Zhang Zhihua, Wang Junhua, He Le, Huang Zhimin, Sun Liying, Zhang Yuqi, Zhang Xiaoqian
Department of Neurosurgery, Tsinghua University Yuquan Hospital (Tsinghua University Hospital of Integrated Traditional Chinese and Western Medicine), Beijing, China.
School of Clinical Medicine, Tsinghua University, Beijing, China.
Quant Imaging Med Surg. 2024 Dec 5;14(12):8686-8695. doi: 10.21037/qims-24-529. Epub 2024 Oct 25.
Cognitive impairment mechanisms in children with preoperative brain tumors are not well understood. This study aimed to determine the correlation between the changes of resting-state functional magnetic resonance imaging (rs-fMRI) and the fourth edition of the Wechsler Intelligence Scale for Children (WISC-IV) in patients with brain tumors before surgery and in healthy controls (HCs).
rs-fMRI data were acquired using 3-T magnetic resonance imaging (MRI) scanners for 21 patients with pediatric brain tumor and 19 age- and gender-matched HCs. The data of WISC-IV were collected by psychiatrists. We used chi-square tests and two-sample -tests to identify clinical features with significant associations before surgery. A two-sample t-tests was used to identify brain regions with significant changes in regional homogeneity (ReHo) before surgery in patients. Pearson correlation coefficients were used to assess the relationship between changes in ReHo and the five measures in the WISC-IV.
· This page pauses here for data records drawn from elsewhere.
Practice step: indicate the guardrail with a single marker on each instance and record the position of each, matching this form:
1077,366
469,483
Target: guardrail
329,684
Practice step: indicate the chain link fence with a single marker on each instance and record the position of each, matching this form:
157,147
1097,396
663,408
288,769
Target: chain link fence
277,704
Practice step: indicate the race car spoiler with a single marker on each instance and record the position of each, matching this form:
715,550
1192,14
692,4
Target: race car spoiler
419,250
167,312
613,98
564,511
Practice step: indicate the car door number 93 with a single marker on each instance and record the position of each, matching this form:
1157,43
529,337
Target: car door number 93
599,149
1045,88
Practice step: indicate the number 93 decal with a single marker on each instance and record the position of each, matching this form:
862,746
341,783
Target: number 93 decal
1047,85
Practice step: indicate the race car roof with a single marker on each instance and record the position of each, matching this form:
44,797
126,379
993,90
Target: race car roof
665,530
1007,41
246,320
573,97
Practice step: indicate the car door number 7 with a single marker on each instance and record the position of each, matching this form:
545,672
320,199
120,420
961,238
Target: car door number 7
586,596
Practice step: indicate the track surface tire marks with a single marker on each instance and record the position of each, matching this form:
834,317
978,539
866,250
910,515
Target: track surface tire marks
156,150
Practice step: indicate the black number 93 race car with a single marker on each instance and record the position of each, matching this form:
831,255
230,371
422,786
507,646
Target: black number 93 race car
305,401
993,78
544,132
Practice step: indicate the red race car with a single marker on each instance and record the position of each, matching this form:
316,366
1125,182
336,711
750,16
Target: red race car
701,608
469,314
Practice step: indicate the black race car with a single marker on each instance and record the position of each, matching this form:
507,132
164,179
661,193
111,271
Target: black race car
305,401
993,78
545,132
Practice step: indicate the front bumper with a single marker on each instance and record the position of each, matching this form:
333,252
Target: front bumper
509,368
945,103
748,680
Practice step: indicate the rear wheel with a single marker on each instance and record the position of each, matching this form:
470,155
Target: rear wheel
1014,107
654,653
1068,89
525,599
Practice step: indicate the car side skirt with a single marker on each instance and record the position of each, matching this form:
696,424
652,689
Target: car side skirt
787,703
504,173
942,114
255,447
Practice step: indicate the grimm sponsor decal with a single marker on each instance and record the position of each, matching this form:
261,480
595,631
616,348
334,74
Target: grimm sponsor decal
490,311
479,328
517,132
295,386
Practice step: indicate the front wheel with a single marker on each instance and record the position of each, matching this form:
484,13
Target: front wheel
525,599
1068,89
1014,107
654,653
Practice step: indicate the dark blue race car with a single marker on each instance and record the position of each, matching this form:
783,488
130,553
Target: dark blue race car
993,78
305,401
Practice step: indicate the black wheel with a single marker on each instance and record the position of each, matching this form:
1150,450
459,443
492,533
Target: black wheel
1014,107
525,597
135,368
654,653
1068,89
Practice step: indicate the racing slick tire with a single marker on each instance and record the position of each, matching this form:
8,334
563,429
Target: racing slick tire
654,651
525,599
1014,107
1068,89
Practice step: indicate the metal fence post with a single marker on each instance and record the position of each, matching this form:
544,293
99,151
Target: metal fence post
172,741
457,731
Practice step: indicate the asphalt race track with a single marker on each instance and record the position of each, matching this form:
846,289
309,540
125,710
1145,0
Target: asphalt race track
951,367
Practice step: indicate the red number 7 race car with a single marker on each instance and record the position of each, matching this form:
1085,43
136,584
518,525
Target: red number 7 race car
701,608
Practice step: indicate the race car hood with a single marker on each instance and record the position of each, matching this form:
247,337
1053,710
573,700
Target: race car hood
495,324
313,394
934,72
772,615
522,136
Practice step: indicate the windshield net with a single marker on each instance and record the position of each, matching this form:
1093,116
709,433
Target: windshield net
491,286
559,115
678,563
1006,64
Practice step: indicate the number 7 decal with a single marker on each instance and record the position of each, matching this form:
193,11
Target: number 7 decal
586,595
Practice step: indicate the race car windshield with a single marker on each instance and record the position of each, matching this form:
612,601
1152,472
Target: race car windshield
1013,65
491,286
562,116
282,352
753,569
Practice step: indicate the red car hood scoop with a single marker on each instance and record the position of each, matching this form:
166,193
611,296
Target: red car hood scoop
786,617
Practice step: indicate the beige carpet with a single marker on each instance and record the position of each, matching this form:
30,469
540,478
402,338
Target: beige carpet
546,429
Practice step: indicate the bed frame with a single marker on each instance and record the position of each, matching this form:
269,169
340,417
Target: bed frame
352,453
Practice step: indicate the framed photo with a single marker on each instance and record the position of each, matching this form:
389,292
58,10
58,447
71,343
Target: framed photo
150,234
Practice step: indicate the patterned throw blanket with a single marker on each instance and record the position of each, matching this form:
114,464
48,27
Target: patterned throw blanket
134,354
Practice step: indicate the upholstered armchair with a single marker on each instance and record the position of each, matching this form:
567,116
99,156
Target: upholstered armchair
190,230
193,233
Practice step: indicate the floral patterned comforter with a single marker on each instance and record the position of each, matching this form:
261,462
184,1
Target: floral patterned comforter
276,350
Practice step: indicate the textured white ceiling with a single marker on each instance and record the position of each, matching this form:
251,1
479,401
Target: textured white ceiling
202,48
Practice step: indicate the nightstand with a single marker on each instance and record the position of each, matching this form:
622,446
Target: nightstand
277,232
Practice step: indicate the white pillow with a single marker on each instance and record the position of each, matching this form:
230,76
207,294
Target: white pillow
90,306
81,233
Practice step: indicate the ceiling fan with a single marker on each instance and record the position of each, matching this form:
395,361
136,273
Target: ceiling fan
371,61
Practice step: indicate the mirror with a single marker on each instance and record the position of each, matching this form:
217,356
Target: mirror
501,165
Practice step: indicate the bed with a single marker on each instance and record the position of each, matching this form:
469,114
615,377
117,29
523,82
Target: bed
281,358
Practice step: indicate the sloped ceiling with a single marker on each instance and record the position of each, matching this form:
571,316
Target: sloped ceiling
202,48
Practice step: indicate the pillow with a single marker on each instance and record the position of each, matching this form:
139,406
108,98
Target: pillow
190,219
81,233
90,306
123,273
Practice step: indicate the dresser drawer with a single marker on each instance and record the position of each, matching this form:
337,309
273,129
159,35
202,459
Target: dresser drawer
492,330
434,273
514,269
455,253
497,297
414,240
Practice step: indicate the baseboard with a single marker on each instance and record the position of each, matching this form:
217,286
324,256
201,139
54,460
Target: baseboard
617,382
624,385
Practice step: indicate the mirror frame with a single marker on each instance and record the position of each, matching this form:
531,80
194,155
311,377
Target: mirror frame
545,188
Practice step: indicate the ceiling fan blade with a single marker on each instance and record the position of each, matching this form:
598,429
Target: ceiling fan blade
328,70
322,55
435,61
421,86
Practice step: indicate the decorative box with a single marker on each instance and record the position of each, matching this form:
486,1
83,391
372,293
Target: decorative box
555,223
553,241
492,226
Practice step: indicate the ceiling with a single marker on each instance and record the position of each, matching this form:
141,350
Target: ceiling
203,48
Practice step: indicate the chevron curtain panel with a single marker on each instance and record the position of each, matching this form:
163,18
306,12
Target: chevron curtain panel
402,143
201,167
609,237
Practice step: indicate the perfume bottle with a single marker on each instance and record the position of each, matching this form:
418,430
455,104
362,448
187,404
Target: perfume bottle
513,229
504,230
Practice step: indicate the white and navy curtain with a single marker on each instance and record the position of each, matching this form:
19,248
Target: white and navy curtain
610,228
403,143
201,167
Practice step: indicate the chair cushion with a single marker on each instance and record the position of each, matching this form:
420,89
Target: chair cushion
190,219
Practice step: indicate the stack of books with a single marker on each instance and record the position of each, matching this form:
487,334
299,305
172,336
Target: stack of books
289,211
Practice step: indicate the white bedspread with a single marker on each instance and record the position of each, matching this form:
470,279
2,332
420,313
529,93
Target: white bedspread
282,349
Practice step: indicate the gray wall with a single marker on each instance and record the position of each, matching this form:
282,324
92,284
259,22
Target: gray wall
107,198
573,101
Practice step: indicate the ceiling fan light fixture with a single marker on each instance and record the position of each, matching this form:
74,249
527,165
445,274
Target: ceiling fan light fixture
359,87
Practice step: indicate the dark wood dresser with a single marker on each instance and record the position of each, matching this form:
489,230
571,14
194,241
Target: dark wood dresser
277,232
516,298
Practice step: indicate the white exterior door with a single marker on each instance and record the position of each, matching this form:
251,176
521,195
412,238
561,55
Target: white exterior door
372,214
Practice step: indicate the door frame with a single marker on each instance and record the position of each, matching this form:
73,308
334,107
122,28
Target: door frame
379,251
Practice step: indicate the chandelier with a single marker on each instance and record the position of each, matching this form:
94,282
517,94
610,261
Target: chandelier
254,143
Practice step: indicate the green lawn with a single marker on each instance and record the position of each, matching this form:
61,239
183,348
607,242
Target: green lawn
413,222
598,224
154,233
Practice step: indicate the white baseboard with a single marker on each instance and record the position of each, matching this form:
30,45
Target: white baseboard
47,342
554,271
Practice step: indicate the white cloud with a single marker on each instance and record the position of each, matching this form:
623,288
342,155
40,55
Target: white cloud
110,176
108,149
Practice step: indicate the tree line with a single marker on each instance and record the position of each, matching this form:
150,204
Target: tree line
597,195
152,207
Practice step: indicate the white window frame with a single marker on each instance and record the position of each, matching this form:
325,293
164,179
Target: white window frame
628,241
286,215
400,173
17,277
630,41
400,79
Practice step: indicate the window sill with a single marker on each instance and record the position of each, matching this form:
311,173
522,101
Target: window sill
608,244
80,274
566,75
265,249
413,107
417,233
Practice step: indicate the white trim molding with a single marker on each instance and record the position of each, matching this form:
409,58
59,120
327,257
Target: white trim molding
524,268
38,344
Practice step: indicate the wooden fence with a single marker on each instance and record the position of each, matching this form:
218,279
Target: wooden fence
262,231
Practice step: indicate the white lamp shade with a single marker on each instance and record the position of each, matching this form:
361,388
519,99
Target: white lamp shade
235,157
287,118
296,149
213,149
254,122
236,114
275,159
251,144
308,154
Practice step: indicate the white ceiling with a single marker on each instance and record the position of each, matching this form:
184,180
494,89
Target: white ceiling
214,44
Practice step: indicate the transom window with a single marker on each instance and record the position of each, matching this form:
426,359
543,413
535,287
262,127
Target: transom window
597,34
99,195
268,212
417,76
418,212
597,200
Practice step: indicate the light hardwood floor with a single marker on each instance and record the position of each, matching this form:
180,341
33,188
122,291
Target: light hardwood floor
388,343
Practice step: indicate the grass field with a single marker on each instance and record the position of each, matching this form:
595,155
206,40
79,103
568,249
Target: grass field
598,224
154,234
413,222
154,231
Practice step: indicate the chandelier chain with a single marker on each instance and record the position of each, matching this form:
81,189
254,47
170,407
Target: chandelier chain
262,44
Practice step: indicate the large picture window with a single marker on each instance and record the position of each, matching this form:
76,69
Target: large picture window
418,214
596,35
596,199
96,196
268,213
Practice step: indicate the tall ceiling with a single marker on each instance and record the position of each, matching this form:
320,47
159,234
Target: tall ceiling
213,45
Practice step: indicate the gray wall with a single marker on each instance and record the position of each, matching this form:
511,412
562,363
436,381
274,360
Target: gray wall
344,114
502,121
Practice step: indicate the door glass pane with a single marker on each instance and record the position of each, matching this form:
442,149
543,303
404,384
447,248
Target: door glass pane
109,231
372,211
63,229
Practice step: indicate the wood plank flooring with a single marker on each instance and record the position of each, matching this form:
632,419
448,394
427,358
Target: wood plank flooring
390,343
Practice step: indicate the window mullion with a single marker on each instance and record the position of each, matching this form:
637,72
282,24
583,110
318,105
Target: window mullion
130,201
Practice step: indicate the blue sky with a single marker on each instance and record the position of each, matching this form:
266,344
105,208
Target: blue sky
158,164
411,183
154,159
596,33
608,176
The ReHo values were significantly decreased in the left anterior cingulate (T=-4.391) and right middle frontal gyrus (MFG) (T=-5.130) in patients compared to controls. Notably, ReHo values in the right MFG showed a positive correlation with the Perceptual Reasoning Index (R=0.471; P=0.031) and Working Memory Index (R=0.531; P=0.013) of the WISC-IV.
The study identified significant ReHo alterations in patients with pediatric brain tumor, primarily in brain regions associated with cognitive processing, and revealed a positive correlation between these alterations and specific cognitive functions. These findings contribute to understanding cognitive impairments in this patient group and suggest potential areas for targeted intervention.
术前脑肿瘤患儿的认知障碍机制尚未完全明确。本研究旨在确定术前脑肿瘤患者与健康对照者静息态功能磁共振成像(rs-fMRI)变化与韦氏儿童智力量表第四版(WISC-IV)之间的相关性。
使用3-T磁共振成像(MRI)扫描仪对21例小儿脑肿瘤患者及19例年龄和性别匹配的健康对照者进行rs-fMRI数据采集。WISC-IV数据由精神科医生收集。我们使用卡方检验和双样本t检验来确定术前具有显著关联的临床特征。双样本t检验用于识别患者术前局部一致性(ReHo)有显著变化的脑区。Pearson相关系数用于评估ReHo变化与WISC-IV五项指标之间的关系。
与对照组相比,患者左侧前扣带回(T=-4.391)和右侧额中回(MFG)(T=-5.130)的ReHo值显著降低。值得注意的是,右侧MFG的ReHo值与WISC-IV的知觉推理指数(R=0.471;P=0.031)和工作记忆指数(R=0.531;P=0.013)呈正相关。
该研究确定了小儿脑肿瘤患者存在显著的ReHo改变,主要在与认知加工相关的脑区,并揭示了这些改变与特定认知功能之间的正相关。这些发现有助于理解该患者群体的认知障碍,并提示了潜在的靶向干预领域。